Sunaina Surana: Investigating the relationship between nidogens and neurotrophins
The tetanus neurotoxin is known to enter the same intracellular trafficking pathway entered by neurotrophic growth factors (Salinas et al., 2010). The recent finding that the tetanus toxin utilizes nidogens to facilitate its entry into neurons (Bercsenyi et al., 2014) raises the possibility that a similar mechanism might be in place to modulate the entry and sorting of neurotrophins. My project aims to study the role, if any, of nidogens on the uptake and transport of these growth factors. Proteins that are interacting partners of nidogens at the synaptic basement membrane are first identified using mass spectrometry. From this pool, neurotrophins are selected and, using a variety of biochemical and cell biological approaches, the effects of changing their binding status to nidogens are studied. Such an interaction with the extracellular matrix, if found, would be a stepping-stone for exploring the regulation of neurotrophins prior to their entry into neurons.
Andrew Tosolini: Characterising the mechanisms governing transcytosis of signalling endosomes in health and disease
Axonal transport ensures long-range delivery of essential components and signals between proximal and distal aspects of neurons.
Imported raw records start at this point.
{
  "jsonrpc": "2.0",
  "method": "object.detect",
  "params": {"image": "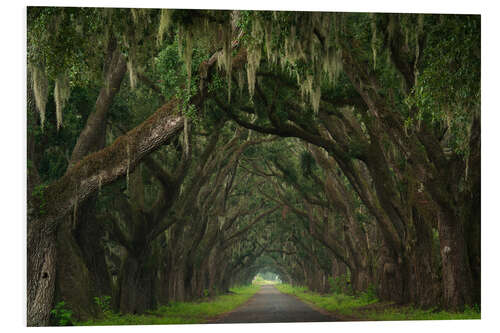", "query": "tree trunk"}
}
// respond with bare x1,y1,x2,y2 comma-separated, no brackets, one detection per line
438,212,473,311
27,217,57,326
119,251,157,314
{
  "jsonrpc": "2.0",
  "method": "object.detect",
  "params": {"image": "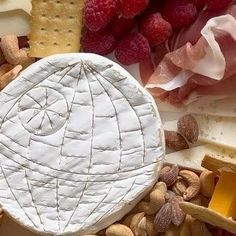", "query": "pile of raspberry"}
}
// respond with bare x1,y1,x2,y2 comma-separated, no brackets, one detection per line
82,0,232,65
Transcytosis, the process where ligands are endocytosed in axon terminals and transported to the somatodendritic plasma membrane for release into the synaptic cleft, is another vital biological function that maintains neuronal survival. There is little knowledge of this biological process, however, this pathway is exploited by tetanus neurotoxin (TeNT). TeNT is retrogradely transported to motor neuron somata and is subsequently released into the synaptic cleft whereby TeNT binds to innervating interneurons, blocks their transmission and results in a spastic paralysis. My project will investigate the mechanisms governing transcytosis and in particular, the function of nidogens in the mechanisms responsible for sorting and transcytosis of signalling endosome cargoes. In addition, I will explore the role of transcytosis of signalling endosomes cargoes and pathological proteins in the spread of motor neuron disease/amyotrophic lateral sclerosis.